J: All my works are like children to me, so I don’t compare them in terms of, “this is better than that”. But the songs on “Elder Gods” are certainly more radical and more confident than most of the older songs. There are many things I express on this album that I have never been able to express before. There are dimensions accessed on the album that were never accessed before.
 
 
Are you happy with Sleaszy Rider as a company?
 
J: One thing I’ve learned is that it is unprofessional to say anything as an artist about that which is purely business.
 
 
“No Man’s Land” the missing piece in your discography (on CD) – got a release last year, how did that come about?
 
J: I honestly don’t know. I have no control over anything that happens with the catalog up to and including “Primal”. I get no royalties; I had no involvement at all with it.
 
 
Also your early EPs seem to just have been released by No Remorse Records this past week.

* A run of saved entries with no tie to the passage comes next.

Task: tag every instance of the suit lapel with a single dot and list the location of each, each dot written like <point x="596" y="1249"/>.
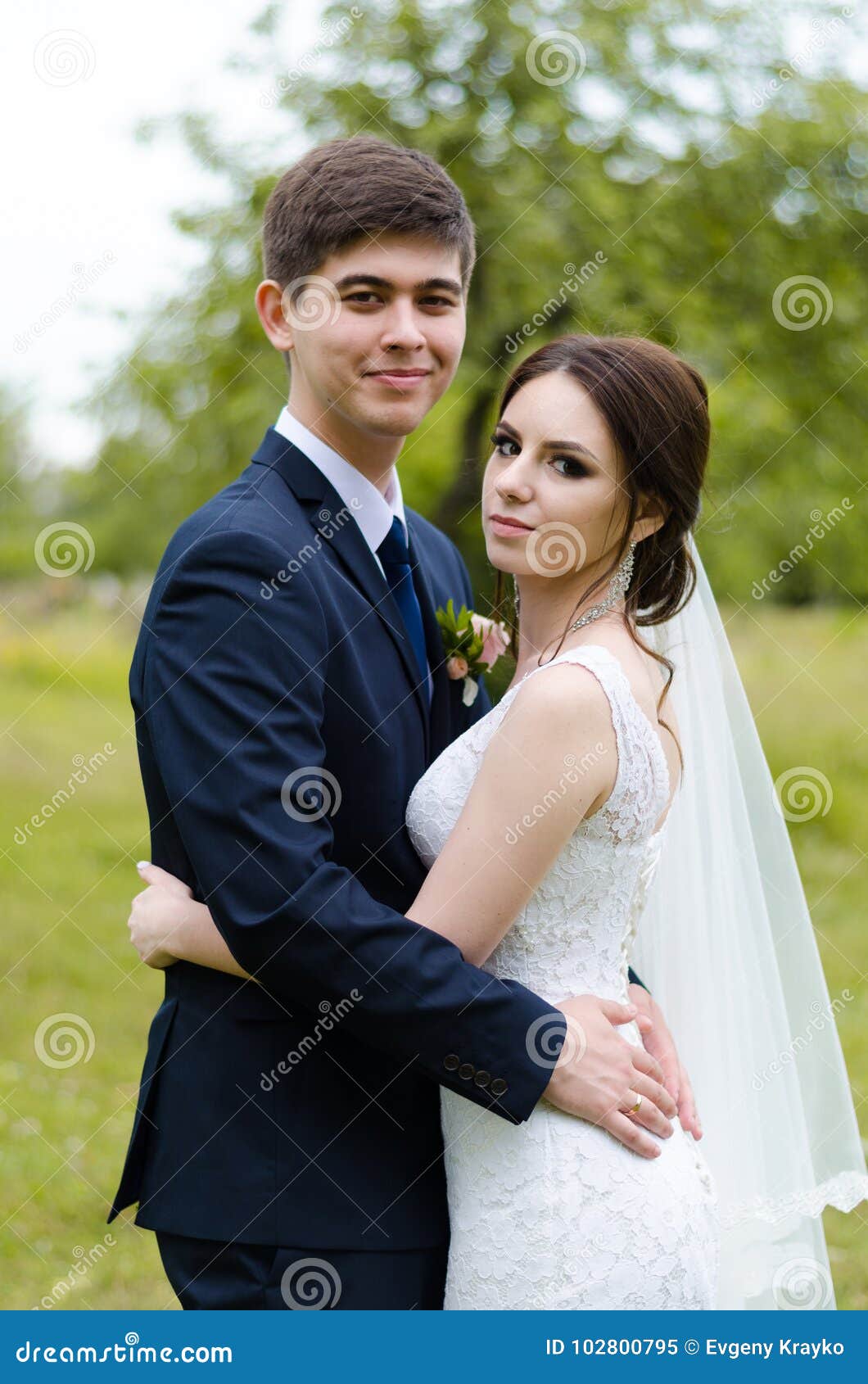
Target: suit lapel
<point x="334" y="523"/>
<point x="441" y="692"/>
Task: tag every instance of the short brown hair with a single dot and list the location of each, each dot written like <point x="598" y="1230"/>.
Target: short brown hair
<point x="348" y="188"/>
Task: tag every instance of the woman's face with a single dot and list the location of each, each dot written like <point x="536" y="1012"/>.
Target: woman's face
<point x="555" y="473"/>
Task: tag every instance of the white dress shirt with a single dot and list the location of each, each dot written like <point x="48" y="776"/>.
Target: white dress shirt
<point x="370" y="509"/>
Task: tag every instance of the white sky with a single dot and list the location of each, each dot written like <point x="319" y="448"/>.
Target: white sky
<point x="78" y="187"/>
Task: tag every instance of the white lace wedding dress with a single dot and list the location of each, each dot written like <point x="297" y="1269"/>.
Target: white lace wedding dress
<point x="555" y="1213"/>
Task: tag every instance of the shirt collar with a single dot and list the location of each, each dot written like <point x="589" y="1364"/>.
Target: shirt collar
<point x="371" y="509"/>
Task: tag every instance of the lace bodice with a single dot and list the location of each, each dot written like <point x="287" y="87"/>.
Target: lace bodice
<point x="555" y="1213"/>
<point x="576" y="930"/>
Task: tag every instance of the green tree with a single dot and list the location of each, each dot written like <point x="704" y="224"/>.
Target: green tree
<point x="635" y="168"/>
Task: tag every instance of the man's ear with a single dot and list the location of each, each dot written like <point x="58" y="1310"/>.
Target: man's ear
<point x="269" y="301"/>
<point x="653" y="513"/>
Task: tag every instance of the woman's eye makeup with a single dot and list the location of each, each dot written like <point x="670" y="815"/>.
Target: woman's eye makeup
<point x="572" y="467"/>
<point x="575" y="467"/>
<point x="501" y="441"/>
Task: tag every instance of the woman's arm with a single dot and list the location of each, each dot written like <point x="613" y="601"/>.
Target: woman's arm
<point x="551" y="762"/>
<point x="166" y="925"/>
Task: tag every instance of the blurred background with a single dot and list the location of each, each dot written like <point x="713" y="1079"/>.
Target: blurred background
<point x="695" y="172"/>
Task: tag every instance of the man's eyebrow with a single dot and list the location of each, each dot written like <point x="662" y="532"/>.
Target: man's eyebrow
<point x="450" y="285"/>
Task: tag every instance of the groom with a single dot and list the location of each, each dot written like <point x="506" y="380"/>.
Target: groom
<point x="290" y="691"/>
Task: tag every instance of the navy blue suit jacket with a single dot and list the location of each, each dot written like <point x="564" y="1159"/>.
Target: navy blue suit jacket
<point x="305" y="1109"/>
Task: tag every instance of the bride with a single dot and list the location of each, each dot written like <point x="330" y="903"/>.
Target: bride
<point x="617" y="806"/>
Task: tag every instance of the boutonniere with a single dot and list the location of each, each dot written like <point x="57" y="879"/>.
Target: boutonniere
<point x="472" y="645"/>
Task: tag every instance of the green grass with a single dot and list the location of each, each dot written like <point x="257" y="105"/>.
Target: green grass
<point x="66" y="950"/>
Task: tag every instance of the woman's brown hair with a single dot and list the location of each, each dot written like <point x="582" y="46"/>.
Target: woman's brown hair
<point x="657" y="409"/>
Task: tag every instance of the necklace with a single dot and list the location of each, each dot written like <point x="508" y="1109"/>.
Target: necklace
<point x="617" y="589"/>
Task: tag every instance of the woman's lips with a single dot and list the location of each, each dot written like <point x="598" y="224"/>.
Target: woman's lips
<point x="509" y="527"/>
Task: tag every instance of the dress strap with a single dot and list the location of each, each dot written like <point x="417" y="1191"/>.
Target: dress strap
<point x="643" y="770"/>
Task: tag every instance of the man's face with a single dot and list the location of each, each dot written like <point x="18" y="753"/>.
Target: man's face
<point x="378" y="334"/>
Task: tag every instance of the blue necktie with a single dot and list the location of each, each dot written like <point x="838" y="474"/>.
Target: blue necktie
<point x="395" y="557"/>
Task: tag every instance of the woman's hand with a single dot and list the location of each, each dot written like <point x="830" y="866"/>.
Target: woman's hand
<point x="166" y="925"/>
<point x="158" y="915"/>
<point x="661" y="1044"/>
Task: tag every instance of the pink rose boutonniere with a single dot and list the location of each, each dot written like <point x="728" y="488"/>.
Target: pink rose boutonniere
<point x="472" y="645"/>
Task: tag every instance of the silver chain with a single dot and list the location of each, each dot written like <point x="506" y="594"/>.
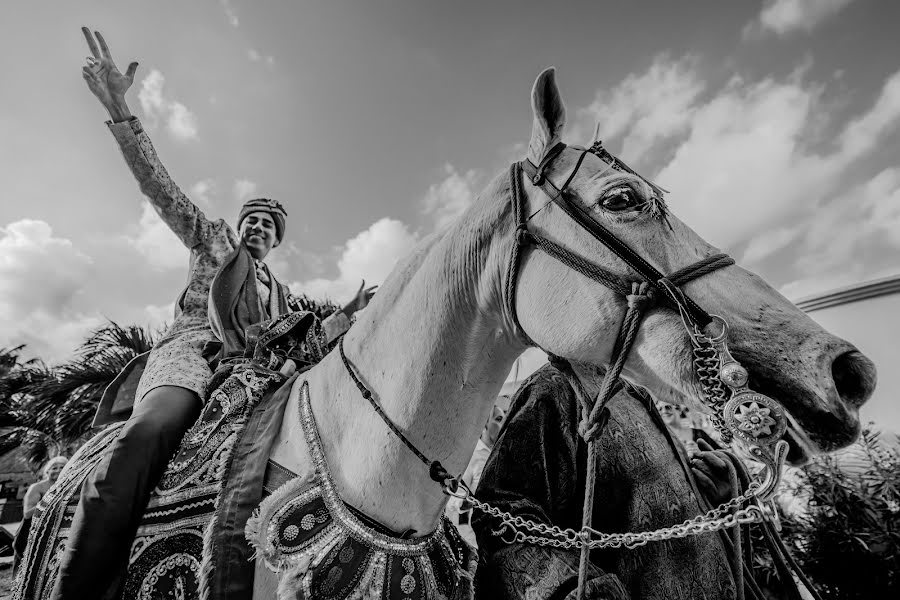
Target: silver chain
<point x="715" y="393"/>
<point x="525" y="531"/>
<point x="726" y="515"/>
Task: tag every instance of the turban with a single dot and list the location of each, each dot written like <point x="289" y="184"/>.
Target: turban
<point x="273" y="207"/>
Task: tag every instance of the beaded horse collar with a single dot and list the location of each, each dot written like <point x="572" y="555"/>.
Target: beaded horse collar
<point x="305" y="528"/>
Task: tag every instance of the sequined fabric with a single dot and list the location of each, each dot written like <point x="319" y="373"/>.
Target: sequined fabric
<point x="306" y="532"/>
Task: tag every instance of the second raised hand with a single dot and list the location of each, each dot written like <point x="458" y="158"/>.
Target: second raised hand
<point x="104" y="78"/>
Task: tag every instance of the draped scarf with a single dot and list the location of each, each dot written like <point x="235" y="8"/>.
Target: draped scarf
<point x="235" y="305"/>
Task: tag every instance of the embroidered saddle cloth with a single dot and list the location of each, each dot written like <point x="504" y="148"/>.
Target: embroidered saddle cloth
<point x="323" y="550"/>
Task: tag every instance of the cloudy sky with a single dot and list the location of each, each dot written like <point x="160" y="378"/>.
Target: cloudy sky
<point x="774" y="124"/>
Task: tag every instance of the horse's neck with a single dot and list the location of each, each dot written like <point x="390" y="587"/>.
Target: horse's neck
<point x="434" y="347"/>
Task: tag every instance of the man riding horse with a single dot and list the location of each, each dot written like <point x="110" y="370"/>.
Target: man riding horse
<point x="229" y="290"/>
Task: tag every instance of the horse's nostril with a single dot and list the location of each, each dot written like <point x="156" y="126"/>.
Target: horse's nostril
<point x="854" y="377"/>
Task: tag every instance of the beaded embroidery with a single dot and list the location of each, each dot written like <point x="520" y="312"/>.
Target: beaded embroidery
<point x="305" y="528"/>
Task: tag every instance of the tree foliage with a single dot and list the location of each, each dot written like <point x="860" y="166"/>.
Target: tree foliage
<point x="48" y="411"/>
<point x="847" y="538"/>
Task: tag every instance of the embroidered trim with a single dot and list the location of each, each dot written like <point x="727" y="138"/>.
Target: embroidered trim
<point x="307" y="533"/>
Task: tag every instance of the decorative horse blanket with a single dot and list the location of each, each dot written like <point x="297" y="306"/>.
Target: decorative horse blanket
<point x="191" y="543"/>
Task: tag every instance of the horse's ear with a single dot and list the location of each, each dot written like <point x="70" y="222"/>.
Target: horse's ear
<point x="549" y="115"/>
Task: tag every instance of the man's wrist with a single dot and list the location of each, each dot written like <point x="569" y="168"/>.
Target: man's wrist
<point x="118" y="110"/>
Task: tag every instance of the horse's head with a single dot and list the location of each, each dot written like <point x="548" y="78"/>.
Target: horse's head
<point x="819" y="378"/>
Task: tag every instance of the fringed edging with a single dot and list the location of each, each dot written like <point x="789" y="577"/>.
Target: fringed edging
<point x="256" y="529"/>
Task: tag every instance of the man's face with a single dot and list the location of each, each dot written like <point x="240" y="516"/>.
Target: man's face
<point x="492" y="428"/>
<point x="259" y="234"/>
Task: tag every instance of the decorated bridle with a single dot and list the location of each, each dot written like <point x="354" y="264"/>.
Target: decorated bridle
<point x="739" y="412"/>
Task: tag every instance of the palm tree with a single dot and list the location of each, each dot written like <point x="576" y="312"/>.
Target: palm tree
<point x="16" y="425"/>
<point x="52" y="409"/>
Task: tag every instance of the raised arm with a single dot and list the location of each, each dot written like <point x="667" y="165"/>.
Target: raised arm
<point x="109" y="85"/>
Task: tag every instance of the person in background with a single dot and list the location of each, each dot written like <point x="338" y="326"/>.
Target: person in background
<point x="229" y="290"/>
<point x="461" y="512"/>
<point x="677" y="419"/>
<point x="36" y="491"/>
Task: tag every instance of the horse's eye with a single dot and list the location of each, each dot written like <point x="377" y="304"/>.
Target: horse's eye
<point x="620" y="199"/>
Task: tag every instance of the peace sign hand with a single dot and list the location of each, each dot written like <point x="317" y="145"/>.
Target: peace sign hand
<point x="104" y="78"/>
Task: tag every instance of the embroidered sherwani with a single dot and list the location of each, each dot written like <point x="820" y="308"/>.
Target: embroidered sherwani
<point x="177" y="358"/>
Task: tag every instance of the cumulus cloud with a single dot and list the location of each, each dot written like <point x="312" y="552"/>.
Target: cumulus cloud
<point x="783" y="17"/>
<point x="159" y="316"/>
<point x="156" y="242"/>
<point x="179" y="121"/>
<point x="446" y="200"/>
<point x="370" y="255"/>
<point x="852" y="237"/>
<point x="42" y="276"/>
<point x="745" y="166"/>
<point x="244" y="189"/>
<point x="255" y="56"/>
<point x="644" y="108"/>
<point x="230" y="13"/>
<point x="766" y="167"/>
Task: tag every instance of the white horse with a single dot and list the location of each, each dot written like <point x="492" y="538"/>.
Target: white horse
<point x="437" y="341"/>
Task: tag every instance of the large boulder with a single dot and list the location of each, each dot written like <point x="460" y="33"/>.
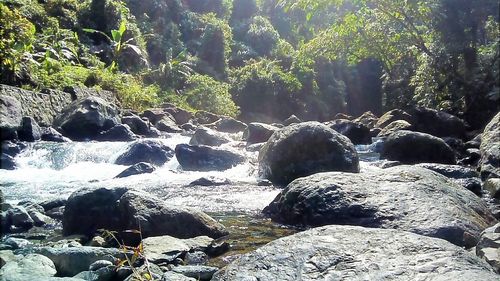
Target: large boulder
<point x="29" y="131"/>
<point x="206" y="136"/>
<point x="229" y="125"/>
<point x="393" y="115"/>
<point x="149" y="151"/>
<point x="438" y="123"/>
<point x="490" y="149"/>
<point x="303" y="149"/>
<point x="119" y="132"/>
<point x="88" y="210"/>
<point x="154" y="217"/>
<point x="356" y="132"/>
<point x="403" y="197"/>
<point x="393" y="127"/>
<point x="356" y="253"/>
<point x="205" y="158"/>
<point x="86" y="118"/>
<point x="73" y="260"/>
<point x="368" y="119"/>
<point x="258" y="132"/>
<point x="10" y="117"/>
<point x="137" y="169"/>
<point x="136" y="124"/>
<point x="412" y="147"/>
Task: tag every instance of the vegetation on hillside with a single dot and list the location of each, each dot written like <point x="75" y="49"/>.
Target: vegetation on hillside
<point x="261" y="59"/>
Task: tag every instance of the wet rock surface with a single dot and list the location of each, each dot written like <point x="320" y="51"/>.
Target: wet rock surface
<point x="403" y="197"/>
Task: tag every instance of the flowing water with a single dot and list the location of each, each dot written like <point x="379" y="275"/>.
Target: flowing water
<point x="48" y="170"/>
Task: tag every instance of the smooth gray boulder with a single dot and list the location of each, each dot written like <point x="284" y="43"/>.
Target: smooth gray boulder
<point x="357" y="253"/>
<point x="137" y="169"/>
<point x="205" y="158"/>
<point x="303" y="149"/>
<point x="490" y="149"/>
<point x="258" y="132"/>
<point x="206" y="136"/>
<point x="90" y="209"/>
<point x="394" y="127"/>
<point x="149" y="151"/>
<point x="29" y="267"/>
<point x="73" y="260"/>
<point x="10" y="117"/>
<point x="86" y="118"/>
<point x="29" y="130"/>
<point x="402" y="197"/>
<point x="412" y="147"/>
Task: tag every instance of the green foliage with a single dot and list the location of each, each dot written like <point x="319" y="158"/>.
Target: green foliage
<point x="206" y="93"/>
<point x="16" y="42"/>
<point x="263" y="87"/>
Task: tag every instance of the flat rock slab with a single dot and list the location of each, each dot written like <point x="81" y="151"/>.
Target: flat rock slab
<point x="402" y="197"/>
<point x="357" y="253"/>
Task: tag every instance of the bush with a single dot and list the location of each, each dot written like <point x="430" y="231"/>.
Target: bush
<point x="206" y="93"/>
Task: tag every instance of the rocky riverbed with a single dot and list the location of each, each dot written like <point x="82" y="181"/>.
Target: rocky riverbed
<point x="98" y="193"/>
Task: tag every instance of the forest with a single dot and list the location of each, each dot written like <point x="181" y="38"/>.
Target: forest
<point x="262" y="60"/>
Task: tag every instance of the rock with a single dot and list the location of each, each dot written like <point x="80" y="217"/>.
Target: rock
<point x="86" y="118"/>
<point x="154" y="115"/>
<point x="149" y="151"/>
<point x="438" y="123"/>
<point x="180" y="115"/>
<point x="29" y="130"/>
<point x="303" y="149"/>
<point x="88" y="210"/>
<point x="204" y="117"/>
<point x="19" y="217"/>
<point x="229" y="125"/>
<point x="490" y="149"/>
<point x="205" y="158"/>
<point x="73" y="260"/>
<point x="209" y="137"/>
<point x="156" y="218"/>
<point x="196" y="258"/>
<point x="394" y="115"/>
<point x="403" y="197"/>
<point x="7" y="162"/>
<point x="357" y="253"/>
<point x="136" y="124"/>
<point x="258" y="132"/>
<point x="210" y="181"/>
<point x="368" y="119"/>
<point x="412" y="147"/>
<point x="451" y="171"/>
<point x="119" y="132"/>
<point x="167" y="124"/>
<point x="291" y="120"/>
<point x="11" y="148"/>
<point x="188" y="127"/>
<point x="17" y="243"/>
<point x="53" y="203"/>
<point x="39" y="219"/>
<point x="137" y="169"/>
<point x="118" y="209"/>
<point x="56" y="213"/>
<point x="493" y="187"/>
<point x="356" y="132"/>
<point x="172" y="276"/>
<point x="394" y="126"/>
<point x="50" y="134"/>
<point x="199" y="272"/>
<point x="29" y="267"/>
<point x="488" y="247"/>
<point x="10" y="117"/>
<point x="160" y="249"/>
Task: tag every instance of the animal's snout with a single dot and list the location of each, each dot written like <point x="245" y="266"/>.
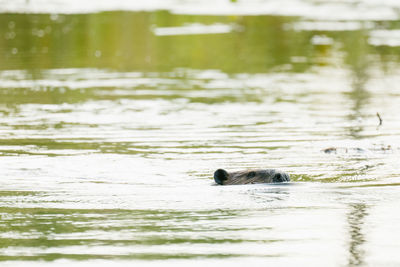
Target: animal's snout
<point x="220" y="176"/>
<point x="280" y="177"/>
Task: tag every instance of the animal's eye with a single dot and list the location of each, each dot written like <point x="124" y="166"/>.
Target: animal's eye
<point x="251" y="174"/>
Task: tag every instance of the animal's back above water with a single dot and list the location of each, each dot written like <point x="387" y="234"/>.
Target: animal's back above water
<point x="223" y="177"/>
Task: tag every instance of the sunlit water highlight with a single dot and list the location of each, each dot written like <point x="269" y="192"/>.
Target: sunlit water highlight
<point x="108" y="162"/>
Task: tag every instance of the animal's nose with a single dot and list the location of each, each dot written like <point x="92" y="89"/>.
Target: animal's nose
<point x="220" y="176"/>
<point x="280" y="177"/>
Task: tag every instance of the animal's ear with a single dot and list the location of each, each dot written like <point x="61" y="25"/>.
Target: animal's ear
<point x="220" y="176"/>
<point x="251" y="174"/>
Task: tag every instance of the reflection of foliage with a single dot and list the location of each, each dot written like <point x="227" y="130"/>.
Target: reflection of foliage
<point x="125" y="41"/>
<point x="356" y="219"/>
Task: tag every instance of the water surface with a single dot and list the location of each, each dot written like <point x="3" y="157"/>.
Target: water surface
<point x="112" y="124"/>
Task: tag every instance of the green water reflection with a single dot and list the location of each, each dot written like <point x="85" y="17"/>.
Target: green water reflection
<point x="41" y="229"/>
<point x="126" y="41"/>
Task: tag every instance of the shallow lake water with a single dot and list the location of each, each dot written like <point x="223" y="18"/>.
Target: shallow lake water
<point x="113" y="118"/>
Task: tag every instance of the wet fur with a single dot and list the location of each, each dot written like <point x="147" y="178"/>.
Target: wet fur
<point x="223" y="177"/>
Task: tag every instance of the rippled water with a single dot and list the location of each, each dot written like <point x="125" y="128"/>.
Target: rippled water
<point x="112" y="124"/>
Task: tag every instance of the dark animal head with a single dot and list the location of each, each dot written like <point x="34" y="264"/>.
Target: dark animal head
<point x="222" y="177"/>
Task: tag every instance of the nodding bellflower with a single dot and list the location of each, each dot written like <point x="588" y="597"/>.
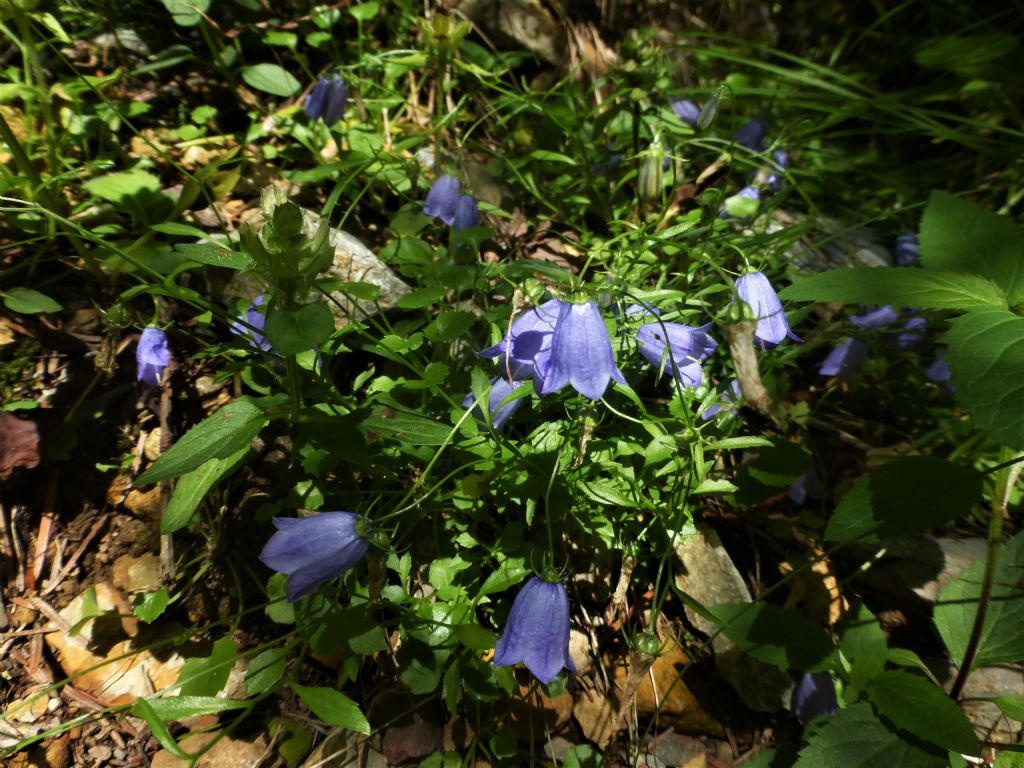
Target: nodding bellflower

Would there be a plan to also do a compilation of the later ones (“Sound of Souls” & “HMM”)?
 
J: Likewise, must have been licensed. See previous answer.
 
 
You’ve received some acclaim and have some popular tunes, that were covered by the likes of Gamma Ray and Metallica. Do you think the band ever reached its potential  Would you change things in the past if you had the chance/foresight?
 
J: The band has never really got off the ground. We are on the runway – there has been a severe delay, that’s all. There is only one thing I would change in the past – I would believe in myself.
 
 
You have been doing this for more than forty years.... did you expect that when you started?
 
J: Yes, I did. I wanted to be a musician.
 
 
Do you see yourself giving it up at some point?
 
J: No. After so many years… I still got it in my blood!
 
 
Are there plans to tour and could we expect a performance in Greece at some point?
 
J: We have just played Chania in Crete and that was wonderful. At the moment we only have 3 shows scheduled for November, 2 in the Netherlands and 1 in the UK. Sooner or later we will be touring in Greece though. We have many great supporters in Greece and we appreciate them deeply.
 
Salute Greek and international fans & the Grande Rock readers. Thx for talking to Grande Rock!
 
J: Hello beautiful people! I hope you get our new album and that you enjoy it! Cheers!